Hurricane Sandy has struck the East Coast from the Carolinas, to the mid-Atlantic up into New York City and Boston, and west into the Great Lakes region of the U.S.–the second such storm to cause concern for me this year. The first was Isaac, which hit New Orleans very soon after Ali arrived at Tulane; we freshman parents didn’t particularly appreciate the timing of that one. Having grown up making trips to the Outer Banks, and Ocean City, Maryland–with recent trips this year to Rehoboth Beach and Cape Cod, it is all very disconcerting for coastline lovers like me. Someday I’d love to have a house on the beachfront in one of these spots–but these more frequent storms make me a little nervous.
Here on the North Coast, Lake Erie churned up, closing the Shoreway in both directions as waves splashed onto the highway. Even our little town 35 miles southeast of Cleveland saw a surge on the Chagrin River, normally a peaceful spot for duck-watching and cone-licking.
As a former news producer and reporter, I have a hard time dragging myself away from the coverage–on the radio, television, Facebook, and Twitter–and I’m always left in awe of those who rush in to face the danger while most of us rush to get out of harm’s way. I’m talking about the first responders–firefighters, local police forces, EMTs, linemen, National Guard and yes, even reporters and photographers who work to spread the news to those of us left wondering what it’s like where our loved ones live.

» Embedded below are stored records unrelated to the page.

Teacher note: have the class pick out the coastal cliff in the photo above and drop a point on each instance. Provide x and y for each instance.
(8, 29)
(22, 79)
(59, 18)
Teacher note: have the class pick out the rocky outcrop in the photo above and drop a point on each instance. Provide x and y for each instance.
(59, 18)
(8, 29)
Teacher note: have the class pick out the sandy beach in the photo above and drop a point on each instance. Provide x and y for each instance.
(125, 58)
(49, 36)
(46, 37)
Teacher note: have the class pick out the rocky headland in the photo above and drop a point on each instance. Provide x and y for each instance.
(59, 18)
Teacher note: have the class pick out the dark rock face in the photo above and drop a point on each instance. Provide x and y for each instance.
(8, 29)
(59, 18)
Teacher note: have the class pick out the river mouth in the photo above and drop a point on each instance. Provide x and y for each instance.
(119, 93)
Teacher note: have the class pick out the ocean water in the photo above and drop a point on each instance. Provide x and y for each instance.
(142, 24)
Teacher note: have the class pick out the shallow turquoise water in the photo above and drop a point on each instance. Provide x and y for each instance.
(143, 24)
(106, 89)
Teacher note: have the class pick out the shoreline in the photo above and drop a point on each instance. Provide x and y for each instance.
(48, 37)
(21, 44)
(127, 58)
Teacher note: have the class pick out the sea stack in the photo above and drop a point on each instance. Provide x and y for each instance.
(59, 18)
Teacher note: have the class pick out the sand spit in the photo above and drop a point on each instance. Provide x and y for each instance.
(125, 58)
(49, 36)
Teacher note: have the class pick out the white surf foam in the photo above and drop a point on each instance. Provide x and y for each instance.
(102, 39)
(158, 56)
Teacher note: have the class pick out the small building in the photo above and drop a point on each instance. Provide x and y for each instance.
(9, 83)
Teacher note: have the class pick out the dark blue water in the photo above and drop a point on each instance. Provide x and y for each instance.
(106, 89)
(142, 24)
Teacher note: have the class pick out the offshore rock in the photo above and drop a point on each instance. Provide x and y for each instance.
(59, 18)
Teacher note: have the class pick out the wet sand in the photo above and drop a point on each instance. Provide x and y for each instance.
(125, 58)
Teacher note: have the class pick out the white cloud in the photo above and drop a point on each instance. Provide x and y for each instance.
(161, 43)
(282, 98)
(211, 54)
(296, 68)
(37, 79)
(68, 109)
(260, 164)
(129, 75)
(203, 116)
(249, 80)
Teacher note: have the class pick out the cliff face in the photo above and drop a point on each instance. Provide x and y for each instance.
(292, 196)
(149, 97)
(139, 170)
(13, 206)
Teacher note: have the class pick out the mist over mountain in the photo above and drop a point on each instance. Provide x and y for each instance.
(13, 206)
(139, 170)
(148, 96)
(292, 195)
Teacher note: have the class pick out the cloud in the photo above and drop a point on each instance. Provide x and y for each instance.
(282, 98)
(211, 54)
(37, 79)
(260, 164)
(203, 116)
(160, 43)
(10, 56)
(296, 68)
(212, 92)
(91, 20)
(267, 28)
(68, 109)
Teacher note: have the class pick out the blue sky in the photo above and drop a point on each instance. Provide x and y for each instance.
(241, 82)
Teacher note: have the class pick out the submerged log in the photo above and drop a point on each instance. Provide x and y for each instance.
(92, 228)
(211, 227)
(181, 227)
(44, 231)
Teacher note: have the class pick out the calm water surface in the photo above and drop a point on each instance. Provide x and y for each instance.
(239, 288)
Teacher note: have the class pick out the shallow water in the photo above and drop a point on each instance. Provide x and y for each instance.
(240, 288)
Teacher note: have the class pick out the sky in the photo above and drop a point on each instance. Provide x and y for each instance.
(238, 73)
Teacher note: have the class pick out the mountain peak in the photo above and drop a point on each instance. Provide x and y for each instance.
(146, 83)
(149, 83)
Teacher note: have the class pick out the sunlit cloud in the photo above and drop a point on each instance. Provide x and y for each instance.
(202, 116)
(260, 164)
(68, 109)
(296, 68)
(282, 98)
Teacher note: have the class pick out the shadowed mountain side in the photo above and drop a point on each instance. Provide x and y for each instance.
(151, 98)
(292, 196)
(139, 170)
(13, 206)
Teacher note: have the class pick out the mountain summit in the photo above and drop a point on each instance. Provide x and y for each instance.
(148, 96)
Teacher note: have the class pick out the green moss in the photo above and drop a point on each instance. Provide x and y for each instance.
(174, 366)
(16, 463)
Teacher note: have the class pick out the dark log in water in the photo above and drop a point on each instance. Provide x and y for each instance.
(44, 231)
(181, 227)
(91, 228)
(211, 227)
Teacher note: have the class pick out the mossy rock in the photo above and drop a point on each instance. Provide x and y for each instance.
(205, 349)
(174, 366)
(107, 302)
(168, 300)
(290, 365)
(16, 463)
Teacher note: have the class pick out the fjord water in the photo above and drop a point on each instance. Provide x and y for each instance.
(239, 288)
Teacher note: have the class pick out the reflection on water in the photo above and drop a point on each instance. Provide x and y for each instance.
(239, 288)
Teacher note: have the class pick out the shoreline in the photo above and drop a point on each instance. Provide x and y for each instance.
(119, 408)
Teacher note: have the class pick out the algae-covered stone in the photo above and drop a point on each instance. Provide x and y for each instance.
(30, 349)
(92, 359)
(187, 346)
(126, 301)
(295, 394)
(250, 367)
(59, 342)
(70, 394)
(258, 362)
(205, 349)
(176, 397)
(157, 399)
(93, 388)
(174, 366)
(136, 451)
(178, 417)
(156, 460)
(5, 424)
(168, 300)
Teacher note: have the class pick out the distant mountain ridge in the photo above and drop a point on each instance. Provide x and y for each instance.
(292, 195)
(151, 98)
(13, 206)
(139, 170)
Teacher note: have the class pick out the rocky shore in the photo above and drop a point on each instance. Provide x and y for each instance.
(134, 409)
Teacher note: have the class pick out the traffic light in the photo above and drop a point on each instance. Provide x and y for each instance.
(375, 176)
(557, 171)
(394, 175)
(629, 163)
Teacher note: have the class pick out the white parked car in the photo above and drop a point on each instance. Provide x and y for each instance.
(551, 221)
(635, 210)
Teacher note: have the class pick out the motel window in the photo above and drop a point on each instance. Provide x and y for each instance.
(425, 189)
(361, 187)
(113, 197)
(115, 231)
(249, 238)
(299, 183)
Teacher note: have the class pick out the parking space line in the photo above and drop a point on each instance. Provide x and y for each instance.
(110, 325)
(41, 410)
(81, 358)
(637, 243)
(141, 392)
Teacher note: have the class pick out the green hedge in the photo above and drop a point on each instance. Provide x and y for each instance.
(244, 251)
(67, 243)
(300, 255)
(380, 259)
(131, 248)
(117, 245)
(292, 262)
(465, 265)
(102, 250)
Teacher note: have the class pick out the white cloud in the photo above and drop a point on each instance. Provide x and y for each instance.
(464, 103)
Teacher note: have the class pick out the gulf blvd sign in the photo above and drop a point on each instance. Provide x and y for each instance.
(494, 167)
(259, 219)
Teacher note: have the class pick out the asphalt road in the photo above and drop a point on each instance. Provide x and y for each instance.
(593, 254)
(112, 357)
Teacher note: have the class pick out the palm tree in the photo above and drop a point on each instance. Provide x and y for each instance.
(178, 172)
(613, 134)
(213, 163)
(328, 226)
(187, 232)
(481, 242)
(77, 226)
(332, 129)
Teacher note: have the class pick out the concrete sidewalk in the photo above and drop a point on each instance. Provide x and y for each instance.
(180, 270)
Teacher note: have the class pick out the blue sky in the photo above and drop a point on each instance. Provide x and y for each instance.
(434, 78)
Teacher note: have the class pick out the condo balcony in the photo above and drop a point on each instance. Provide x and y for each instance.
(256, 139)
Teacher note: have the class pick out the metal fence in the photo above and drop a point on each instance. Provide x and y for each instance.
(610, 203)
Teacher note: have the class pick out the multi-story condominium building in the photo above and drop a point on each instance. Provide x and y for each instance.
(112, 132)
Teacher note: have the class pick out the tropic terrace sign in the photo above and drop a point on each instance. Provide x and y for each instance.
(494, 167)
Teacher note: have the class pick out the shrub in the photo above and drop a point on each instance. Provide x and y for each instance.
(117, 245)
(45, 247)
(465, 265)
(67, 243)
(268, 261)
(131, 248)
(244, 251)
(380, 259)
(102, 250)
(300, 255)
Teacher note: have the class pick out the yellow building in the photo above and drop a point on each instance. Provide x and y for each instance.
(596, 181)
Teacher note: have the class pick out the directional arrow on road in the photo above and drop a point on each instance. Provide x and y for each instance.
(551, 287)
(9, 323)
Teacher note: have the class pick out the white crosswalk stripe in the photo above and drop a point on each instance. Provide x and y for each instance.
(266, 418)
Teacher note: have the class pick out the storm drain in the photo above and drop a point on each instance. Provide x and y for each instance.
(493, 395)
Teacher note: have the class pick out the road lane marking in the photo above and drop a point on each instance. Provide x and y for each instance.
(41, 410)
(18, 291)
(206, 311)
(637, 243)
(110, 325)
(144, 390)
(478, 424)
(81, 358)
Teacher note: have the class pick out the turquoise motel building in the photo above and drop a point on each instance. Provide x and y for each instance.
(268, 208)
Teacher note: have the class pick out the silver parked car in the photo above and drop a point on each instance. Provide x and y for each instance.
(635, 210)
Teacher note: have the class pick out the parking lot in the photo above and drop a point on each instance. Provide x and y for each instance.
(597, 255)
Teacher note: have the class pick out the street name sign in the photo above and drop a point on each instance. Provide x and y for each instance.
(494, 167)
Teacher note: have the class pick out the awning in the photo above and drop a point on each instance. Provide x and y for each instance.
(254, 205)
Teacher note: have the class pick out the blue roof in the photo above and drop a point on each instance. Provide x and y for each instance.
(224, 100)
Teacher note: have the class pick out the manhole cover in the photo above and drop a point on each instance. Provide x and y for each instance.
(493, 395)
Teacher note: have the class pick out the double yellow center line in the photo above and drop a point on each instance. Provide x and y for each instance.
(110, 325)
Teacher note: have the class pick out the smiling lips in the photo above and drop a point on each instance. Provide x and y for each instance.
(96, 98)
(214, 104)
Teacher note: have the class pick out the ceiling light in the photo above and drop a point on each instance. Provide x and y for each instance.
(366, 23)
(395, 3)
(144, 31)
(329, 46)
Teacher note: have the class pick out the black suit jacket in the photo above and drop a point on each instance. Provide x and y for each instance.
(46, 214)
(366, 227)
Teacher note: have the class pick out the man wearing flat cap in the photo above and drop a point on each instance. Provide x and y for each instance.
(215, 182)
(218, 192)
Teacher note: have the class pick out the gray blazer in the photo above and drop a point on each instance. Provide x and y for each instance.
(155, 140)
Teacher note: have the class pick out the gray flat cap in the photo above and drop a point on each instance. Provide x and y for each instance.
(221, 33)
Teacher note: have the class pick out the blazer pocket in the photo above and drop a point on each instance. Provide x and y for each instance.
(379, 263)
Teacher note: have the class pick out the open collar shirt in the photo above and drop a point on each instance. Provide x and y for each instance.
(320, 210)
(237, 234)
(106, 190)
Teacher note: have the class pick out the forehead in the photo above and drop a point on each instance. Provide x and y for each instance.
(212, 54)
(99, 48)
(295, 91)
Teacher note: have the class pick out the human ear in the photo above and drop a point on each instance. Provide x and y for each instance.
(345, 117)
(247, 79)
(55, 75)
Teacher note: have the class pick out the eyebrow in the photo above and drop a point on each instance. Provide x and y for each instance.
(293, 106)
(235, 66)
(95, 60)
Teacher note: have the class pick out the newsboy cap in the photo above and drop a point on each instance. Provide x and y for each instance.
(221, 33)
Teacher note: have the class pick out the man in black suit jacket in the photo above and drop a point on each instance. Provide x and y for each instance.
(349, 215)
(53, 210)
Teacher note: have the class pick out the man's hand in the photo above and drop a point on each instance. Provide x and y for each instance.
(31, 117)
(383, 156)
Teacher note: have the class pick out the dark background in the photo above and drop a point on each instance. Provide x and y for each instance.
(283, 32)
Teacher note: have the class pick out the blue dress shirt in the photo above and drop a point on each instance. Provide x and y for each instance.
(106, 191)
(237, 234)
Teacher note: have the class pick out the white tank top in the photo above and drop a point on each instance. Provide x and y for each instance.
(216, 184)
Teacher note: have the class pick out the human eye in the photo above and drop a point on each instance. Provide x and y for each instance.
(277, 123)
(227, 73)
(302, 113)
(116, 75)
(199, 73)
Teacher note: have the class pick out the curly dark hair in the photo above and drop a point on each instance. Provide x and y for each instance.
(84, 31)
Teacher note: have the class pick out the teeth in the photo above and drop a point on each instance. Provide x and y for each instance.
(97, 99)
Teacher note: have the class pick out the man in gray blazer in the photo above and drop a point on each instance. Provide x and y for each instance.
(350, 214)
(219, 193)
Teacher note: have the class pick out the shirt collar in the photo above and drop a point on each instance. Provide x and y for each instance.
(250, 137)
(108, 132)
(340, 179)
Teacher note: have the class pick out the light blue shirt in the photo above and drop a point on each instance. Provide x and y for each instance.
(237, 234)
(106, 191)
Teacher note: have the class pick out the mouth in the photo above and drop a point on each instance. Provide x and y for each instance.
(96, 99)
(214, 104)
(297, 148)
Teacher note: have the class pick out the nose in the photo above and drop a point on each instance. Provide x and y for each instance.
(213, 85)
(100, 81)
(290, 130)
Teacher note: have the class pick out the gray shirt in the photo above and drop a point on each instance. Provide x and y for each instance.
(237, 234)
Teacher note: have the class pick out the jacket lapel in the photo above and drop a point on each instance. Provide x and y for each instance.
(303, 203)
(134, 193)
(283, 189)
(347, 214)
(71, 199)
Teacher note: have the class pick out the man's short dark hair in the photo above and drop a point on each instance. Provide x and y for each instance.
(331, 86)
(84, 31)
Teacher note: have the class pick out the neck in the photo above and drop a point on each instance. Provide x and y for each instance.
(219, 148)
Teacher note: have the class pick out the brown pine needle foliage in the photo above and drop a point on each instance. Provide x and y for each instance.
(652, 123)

My father-in-law, Lou DeLuca, was a member of his local fire department for the majority of his life–when he was laid to rest his funeral procession included a firetruck carrying his casket, followed by a parade of men and women in uniform. His widow, my mother-in-law, Rose, still listens to the crackle of the emergency scanner with an ear out for those in her community in trouble, so she can send her heart with those who answer the call.
So today I write to say thank you and raise a glass to those who think of others in danger before themselves. For those who risk their safety and lives for me, my girl, my family, my neighbors and friends–thank you. If you see me at one of our local watering holes, say hello, I’ll buy you a beer. Cheers.